Scalia and Garner also told their audience that they had made a one-dollar bet on the ejusdem generis canon – specifically, whether at least half of the eight hundred lawyers at an American Bar Association book talk would know what the canon means .   And although Justice Scalia jocularly asserted that “[i]t is malpractice not to know this canon,” he reported that the number of attorneys at the ABA event who indicated that they knew the meaning of the canon was in the single digits.

Scalia and Garner also discussed the fallacies that they exposed in their book, including the “notion that the spirit of a statute should prevail over its letter.”  Garner explained that, while perusing used books in Michigan, he discovered an epigram on this fallacy that could sum up much of the book:  “There is nothing more dangerous than the common axiom: the spirit of the law is to be considered. To adopt it is to give way to the torrent of opinions.”   Justice Scalia weighed in on another fallacy – “the notion that words should be strictly construed” – by proclaiming that he was “not a strict constructionist. They give a bad name to textualists.”  You have to be reasonable, he concluded.

Just as the pair reached the subject of legislative history, Garner observed that their “yellow light is on.” “I could spend an hour on legislative history,” Justice Scalia mused with a sigh.
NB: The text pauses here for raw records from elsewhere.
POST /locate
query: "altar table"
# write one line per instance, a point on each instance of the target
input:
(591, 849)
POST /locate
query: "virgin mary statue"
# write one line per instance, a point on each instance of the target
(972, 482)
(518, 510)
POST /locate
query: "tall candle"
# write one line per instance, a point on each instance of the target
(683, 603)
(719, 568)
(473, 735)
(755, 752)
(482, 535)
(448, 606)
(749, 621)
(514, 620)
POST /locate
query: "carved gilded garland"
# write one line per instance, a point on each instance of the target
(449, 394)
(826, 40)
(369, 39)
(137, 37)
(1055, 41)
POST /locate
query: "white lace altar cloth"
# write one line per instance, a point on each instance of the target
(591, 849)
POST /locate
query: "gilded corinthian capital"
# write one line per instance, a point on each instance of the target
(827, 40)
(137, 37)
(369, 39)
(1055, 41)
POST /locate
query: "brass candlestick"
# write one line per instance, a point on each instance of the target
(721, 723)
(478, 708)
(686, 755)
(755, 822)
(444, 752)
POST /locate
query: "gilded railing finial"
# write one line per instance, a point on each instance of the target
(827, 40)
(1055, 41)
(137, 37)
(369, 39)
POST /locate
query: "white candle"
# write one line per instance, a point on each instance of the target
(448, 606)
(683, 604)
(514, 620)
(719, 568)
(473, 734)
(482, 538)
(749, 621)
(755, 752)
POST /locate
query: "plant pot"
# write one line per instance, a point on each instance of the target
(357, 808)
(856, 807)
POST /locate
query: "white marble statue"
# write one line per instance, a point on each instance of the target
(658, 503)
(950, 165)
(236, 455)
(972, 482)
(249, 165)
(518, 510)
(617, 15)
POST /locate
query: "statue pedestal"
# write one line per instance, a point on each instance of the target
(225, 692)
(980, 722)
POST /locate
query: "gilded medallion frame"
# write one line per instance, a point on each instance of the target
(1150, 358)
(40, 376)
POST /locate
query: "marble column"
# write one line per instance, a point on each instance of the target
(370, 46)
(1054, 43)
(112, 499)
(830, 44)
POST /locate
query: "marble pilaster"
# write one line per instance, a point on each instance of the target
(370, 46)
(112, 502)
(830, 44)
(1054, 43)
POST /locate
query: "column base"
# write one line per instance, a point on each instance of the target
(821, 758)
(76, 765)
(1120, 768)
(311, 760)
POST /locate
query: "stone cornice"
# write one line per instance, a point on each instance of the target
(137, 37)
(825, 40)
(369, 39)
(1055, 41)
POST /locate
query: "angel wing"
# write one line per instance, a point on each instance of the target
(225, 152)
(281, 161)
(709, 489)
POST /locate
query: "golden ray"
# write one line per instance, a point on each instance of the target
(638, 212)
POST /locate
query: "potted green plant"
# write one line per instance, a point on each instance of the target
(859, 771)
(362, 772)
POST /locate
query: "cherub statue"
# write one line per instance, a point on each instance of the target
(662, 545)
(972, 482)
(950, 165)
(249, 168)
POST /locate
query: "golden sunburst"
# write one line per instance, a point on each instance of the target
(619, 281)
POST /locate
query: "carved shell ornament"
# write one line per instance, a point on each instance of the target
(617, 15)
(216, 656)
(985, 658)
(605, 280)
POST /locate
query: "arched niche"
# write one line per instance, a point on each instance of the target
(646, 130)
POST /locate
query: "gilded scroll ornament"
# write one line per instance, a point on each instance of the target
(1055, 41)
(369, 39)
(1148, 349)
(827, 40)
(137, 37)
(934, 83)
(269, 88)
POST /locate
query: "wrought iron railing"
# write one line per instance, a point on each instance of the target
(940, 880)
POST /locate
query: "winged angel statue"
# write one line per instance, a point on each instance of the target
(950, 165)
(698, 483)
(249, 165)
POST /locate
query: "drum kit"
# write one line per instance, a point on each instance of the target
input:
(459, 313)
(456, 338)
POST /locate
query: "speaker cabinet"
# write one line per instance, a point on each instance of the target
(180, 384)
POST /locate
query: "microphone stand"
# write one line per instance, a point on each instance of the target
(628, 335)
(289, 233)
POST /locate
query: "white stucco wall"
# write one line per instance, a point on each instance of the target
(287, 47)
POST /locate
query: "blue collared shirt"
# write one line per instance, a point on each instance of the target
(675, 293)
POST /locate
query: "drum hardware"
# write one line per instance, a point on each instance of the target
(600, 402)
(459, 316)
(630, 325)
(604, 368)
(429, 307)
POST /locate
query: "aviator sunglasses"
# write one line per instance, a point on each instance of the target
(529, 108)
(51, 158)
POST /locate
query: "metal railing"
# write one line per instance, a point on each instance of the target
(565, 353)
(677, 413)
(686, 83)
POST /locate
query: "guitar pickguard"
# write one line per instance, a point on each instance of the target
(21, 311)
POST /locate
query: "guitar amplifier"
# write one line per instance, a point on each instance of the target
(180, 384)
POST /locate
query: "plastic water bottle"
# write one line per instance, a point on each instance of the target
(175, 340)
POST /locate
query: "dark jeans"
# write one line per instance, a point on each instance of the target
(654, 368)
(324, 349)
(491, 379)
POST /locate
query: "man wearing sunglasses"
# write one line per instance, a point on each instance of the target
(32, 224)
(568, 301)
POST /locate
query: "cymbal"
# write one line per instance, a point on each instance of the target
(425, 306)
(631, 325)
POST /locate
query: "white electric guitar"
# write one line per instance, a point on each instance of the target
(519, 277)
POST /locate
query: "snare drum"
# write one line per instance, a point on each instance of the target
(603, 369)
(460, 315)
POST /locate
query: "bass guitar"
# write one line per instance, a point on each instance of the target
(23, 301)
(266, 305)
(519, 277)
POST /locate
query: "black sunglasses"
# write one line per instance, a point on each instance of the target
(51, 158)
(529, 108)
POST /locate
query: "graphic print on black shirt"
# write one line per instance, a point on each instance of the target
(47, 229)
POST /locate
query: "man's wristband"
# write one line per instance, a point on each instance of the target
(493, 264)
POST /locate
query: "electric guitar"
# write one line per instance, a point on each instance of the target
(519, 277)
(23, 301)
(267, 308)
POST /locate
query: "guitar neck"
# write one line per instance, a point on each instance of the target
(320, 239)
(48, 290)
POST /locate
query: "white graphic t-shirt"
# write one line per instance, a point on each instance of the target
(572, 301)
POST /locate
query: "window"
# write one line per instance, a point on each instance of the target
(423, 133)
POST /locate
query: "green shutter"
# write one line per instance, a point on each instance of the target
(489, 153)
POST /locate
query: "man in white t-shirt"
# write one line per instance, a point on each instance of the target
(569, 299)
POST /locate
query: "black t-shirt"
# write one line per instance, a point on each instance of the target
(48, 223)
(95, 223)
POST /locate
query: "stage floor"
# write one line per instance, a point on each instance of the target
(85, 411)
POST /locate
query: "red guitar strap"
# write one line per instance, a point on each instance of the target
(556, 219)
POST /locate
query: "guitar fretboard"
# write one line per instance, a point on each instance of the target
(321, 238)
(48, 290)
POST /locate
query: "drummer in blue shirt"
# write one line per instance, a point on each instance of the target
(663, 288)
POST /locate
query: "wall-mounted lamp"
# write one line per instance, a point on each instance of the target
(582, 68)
Instead, to demonstrate another fallacy – that “committee reports and floor speeches are worthwhile aids in statutory construction” – Scalia and Garner read together from a 1982 exchange between two Senators:  William Armstrong of Colorado and Bob Dole of Kansas, then the Chairman of the Senate Finance Committee:

Mr. Armstrong: Mr. President, will the Senator tell me whether or not he wrote the committee report?

Mr. Dole: Did I write the committee report?

Mr. Armstrong: Yes.

Mr. Dole: No; the Senator from Kansas did not write the committee report.

Mr. Armstrong: Did any Senator write the committee report?

Mr. Dole: I have to check.

Mr. Armstrong: Does this Senator know of any Senator who wrote the committee report?

   Mr. Dole: I might be able to identify one, but I would have to search. I was here all during the time it was written, I might say, and worked carefully with the staff   as they worked…Mr. Armstrong: Mr. President, has the Senator from Kansas, the Chairman of the Finance Committee, read the committee report in its entirety?Mr. Dole: I am working on it. It’s not a bestseller, but I am working on it.

Before Scalia and Garner could summarize their remarks at the end of the book about “the Living Constitution,” the proverbial red light was on, and their time had expired.